Student’s $$t$$-distribution with $$\nu_d$$ degrees of freedom, where the degrees of freedom parameter is computed using the helper function calcdf: $$\nu_d = \tt{calcdf}(s_{\mathbf{x}}, n, s_{\mathbf{y}}, m)$$, which implements the Welch–Satterthwaite formula.

## P-value calculation#

# from stats_helpers import tost_dmeans

# %psource tost_dmeans


To perform the two-sample $$t$$-test on the samples xs and ys, we call tost_dmeans(xs, ys).

## Examples#

For all the examples we present below, we assume the unknown distribution are normally distributed

$\texttt{rvX} = X \sim \mathcal{N}(\mu_X,\sigma_X) \qquad \text{and} \qquad \texttt{rvY} = Y \sim \mathcal{N}(\mu_Y,\sigma_Y).$
from scipy.stats import norm


### Example A: populations are different#

Suppose the $$X$$-population is normally distributed with mean $$\mu_{X}=104$$ and standard deviation $$\sigma_{X} = 3$$, while the $$Y$$-population is normally distributed with mean $$\mu_{X}=100$$ and standard deviation $$\sigma_{X} = 5$$

$\texttt{rvX} = X \sim \mathcal{N}(104,3) \qquad \text{and} \qquad \texttt{rvY} = Y \sim \mathcal{N}(100,5).$
muXA = 104
sigmaXA = 3
rvXA = norm(muXA, sigmaXA)

muYA = 100
sigmaYA = 5
rvYA = norm(muYA, sigmaYA)


Let’s generate a sample xAs and yAs of size $$n=20$$ from the random variables $$X = \texttt{rvXA}$$ and $$Y = \texttt{rvYA}$$.

np.random.seed(42)

# generate a random sample of size n=20 from rvX
n = 20
xAs = rvXA.rvs(n)

# generate a random sample of size m=20 from rvY
m = 20
yAs = rvYA.rvs(m)
xAs, yAs

(array([105.49014246, 103.5852071 , 105.94306561, 108.56908957,
103.29753988, 103.29758913, 108.73763845, 106.30230419,
102.59157684, 105.62768013, 102.60974692, 102.60281074,
104.72588681,  98.26015927,  98.8252465 , 102.31313741,
100.96150664, 104.942742  , 101.27592777,  99.7630889 ]),
array([107.32824384,  98.8711185 , 100.33764102,  92.87625907,
97.27808638, 100.55461295,  94.24503211, 101.87849009,
96.99680655,  98.54153125,  96.99146694, 109.26139092,
99.93251388,  94.71144536, 104.11272456,  93.89578175,
101.04431798,  90.20164938,  93.35906976, 100.98430618]))

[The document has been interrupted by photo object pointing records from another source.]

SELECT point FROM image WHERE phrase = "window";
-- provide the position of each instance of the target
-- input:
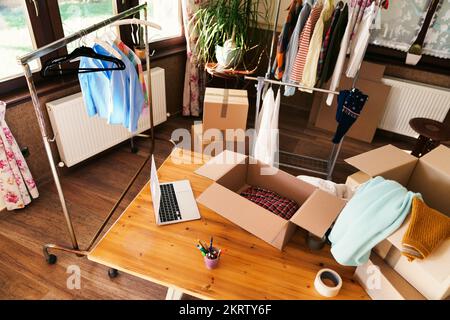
(166, 13)
(16, 38)
(29, 24)
(77, 15)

dhatA = np.mean(xAs) - np.mean(yAs)
dhatA

4.815979892644748

dAs = xAs - yAs
with plt.rc_context({"figure.figsize":(7,1)}):
sns.stripplot(x=dAs, jitter=0, alpha=0.5)

import seaborn as sns

with plt.rc_context({"figure.figsize":(7,1)}):
sns.stripplot(x=xAs, jitter=0, alpha=0.5)
sns.stripplot(x=yAs, jitter=0, alpha=0.5)

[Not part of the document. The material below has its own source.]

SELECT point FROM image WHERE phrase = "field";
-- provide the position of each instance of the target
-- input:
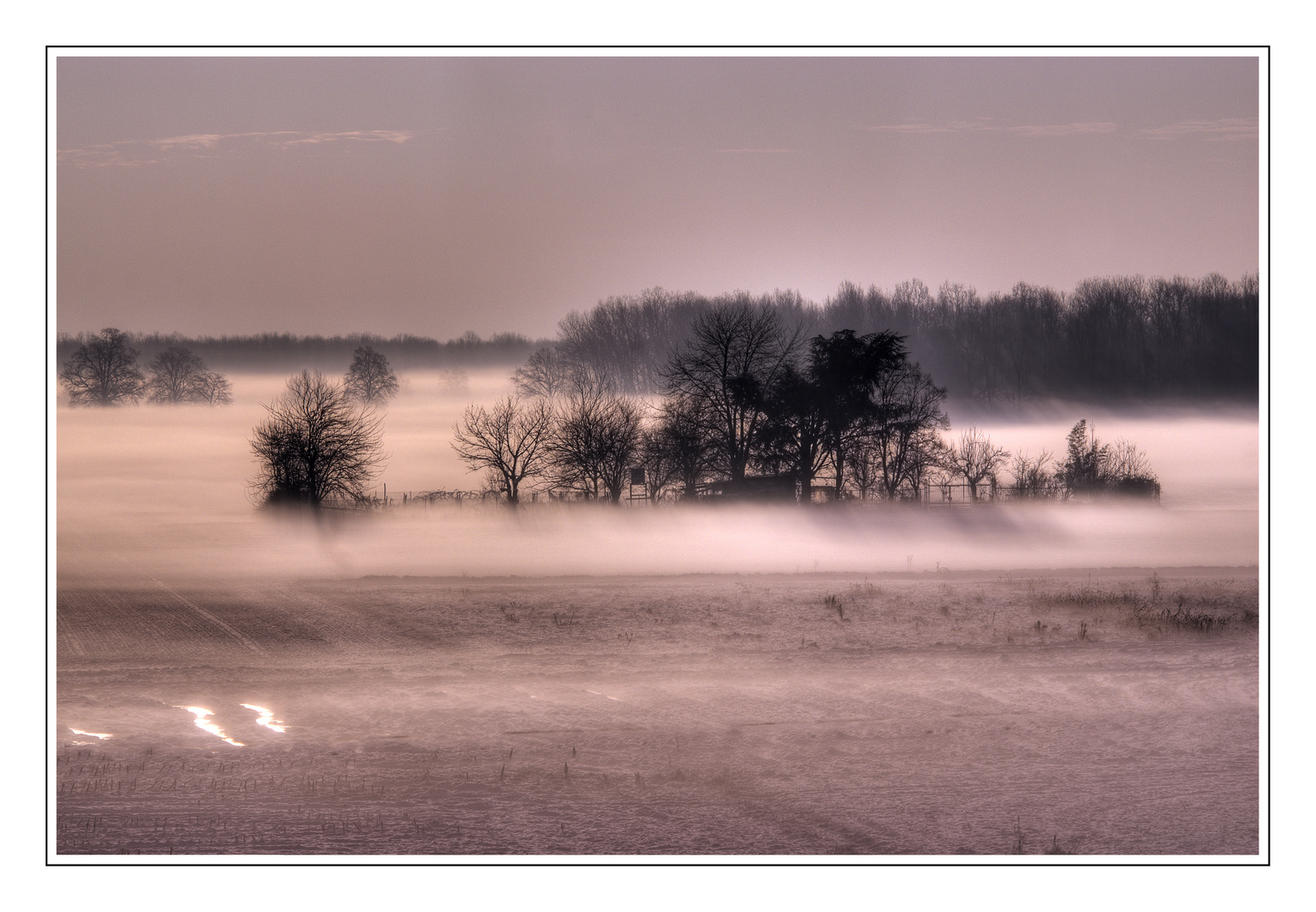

To obtain the $$p$$-value, we first compute the observed $$t$$-statistic, then calculate the tail probabilities in the two tails of the standard normal distribution $$T_0 \sim \mathcal{T}(\nu_d)$$.

from scipy.stats import t as tdist
from stats_helpers import calcdf

# Calculate the sample statistics
from stats_helpers import mean, std
obsdhat = mean(xAs) - mean(yAs)
sx, sy = std(xAs), std(yAs)

# Calculate the standard error and the t-statistic
seD = np.sqrt(sx**2/n + sy**2/m)

# Calculate the degrees of freedom
dfD = calcdf(sx, n, sy, m)

# Positive hypothesis test
obstplus = (obsdhat - sesoi) / seD
rvT0plus = tdist(df=dfD)
pvalueplus = rvT0plus.cdf(obstplus)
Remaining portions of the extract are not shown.